Le barista du coffee shop s’évertue aussi à respecter le produit qu’il a entre ses mains. Son travail nécessite ainsi beaucoup de technicité et de savoir-faire pour préparer tant l’expresso que les méthodes douces (Chemex, V60,…).

Combien de temps puis-je conserver mon café ?

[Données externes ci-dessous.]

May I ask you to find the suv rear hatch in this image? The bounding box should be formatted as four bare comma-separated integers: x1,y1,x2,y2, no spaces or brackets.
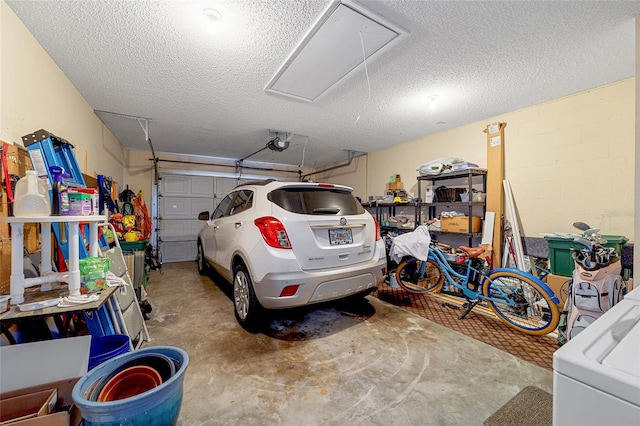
268,184,376,270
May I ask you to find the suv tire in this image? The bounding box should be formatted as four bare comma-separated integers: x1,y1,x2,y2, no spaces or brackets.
233,263,263,332
196,240,209,275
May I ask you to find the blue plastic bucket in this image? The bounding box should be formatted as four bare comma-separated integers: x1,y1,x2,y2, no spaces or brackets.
72,346,189,426
89,334,131,370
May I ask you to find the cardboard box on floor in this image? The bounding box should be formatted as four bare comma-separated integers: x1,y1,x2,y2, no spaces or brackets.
0,389,58,426
0,336,91,426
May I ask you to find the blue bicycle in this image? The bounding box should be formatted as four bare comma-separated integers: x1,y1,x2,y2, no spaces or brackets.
396,242,560,336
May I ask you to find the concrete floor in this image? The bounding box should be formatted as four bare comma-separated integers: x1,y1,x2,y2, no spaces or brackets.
144,262,552,426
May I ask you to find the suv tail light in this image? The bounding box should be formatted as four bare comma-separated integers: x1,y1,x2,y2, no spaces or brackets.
373,217,382,241
253,216,291,249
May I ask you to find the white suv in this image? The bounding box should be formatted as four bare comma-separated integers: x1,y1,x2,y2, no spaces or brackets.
198,180,386,329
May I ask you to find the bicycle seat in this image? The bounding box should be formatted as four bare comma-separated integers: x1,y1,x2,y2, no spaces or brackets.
458,246,484,258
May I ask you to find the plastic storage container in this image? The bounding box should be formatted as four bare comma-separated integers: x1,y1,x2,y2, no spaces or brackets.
89,334,130,370
13,170,51,217
544,235,629,277
72,346,189,426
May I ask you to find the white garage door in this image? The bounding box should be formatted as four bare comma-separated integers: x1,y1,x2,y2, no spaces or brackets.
158,174,250,263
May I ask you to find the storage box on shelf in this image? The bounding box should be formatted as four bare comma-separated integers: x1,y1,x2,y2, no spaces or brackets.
2,215,107,305
440,216,482,234
417,168,487,246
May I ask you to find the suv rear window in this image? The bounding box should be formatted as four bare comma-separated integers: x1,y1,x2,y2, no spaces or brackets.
268,188,365,215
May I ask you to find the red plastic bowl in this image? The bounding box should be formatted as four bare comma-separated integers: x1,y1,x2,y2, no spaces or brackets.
98,365,162,402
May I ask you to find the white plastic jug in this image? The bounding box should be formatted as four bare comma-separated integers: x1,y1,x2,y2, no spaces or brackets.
13,170,51,217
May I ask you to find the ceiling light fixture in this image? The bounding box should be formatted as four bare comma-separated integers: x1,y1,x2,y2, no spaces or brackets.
202,7,222,34
267,133,289,152
264,0,408,102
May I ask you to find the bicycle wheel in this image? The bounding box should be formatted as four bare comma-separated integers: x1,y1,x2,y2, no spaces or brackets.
396,258,444,293
482,271,560,336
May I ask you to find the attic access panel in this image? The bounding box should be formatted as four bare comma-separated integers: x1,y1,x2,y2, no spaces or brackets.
265,2,406,102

Le pic aromatique d’un bon café se situe entre 10 jours et 2 à 3 mois après sa torréfaction. Il convient donc de déguster son café pendant cette période. Au-delà, le café ne sera pas mauvais, entendons-nous bien, mais il sera moins aromatique. Votre expresso (aussi espresso) ou filtre sera un peu moins goûteux. Il en est d’ailleurs de même pour le thé. Une fois le café torréfié, il commence effectivement à s’oxyder et devient poreux. Il est donc essentiel de le conserver à l’abri de la lumière et de l’air. Nous vous conseillons de le laisser dans son sachet d’origine et de ne surtout pas le mettre au réfrigérateur au risque qu’il s’imbibe de tous les arômes qui y circulent. Il est aussi idéal de l’acheter en grain et de le moudre à la dernière minute pour conserver sa fraîcheur.
Nous sommes très attentives à ce critère de qualité primordial. C’est la raison pour laquelle ce sont nos artisans partenaires qui expédient directement chez vous leurs cafés ; la fraîcheur des cafés est ainsi garantie pour une qualité gustative optimale. Les torréfacteurs veillent à vous adresser des cafés récemment torréfiés en grains ou moulus.
Et le prix nous demanderez-vous ?
L’ensemble de ces critères de qualité justifie le prix nécessairement plus élevé de ces cafés, dont le rapport qualité/prix, auquel il convient davantage de se référer, est très intéressant.
Pourquoi commander ces cafés de spécialité sur Mirabilis ?
Il est essentiel pour nous de vous offrir la plus grande traçabilité possible. C’est pourquoi nous nous évertuons à vous donner un maximum d’informations sur notre site. Nous vous précisons aussi la machine avec laquelle nos cafés de spécialité conviennent le mieux selon nous. Nous vous donnons nos avis de dégustation.
Le café de spécialité n’est pas obligatoirement un café bio bien que nombre d’entre eux soient cultivés de manière bio ou à tout le moins responsable. Nous avons à coeur de ne proposer que des cafés issus d’une agriculture bio ou raisonnée, ou même en agroforesterie, à des prix attractifs. Et nous vous précisions s’ils sont certifiés bio.
Nous proposons des cafés de plusieurs origines : Éthiopie, Colombie, Pérou ou encore d’Indonésie.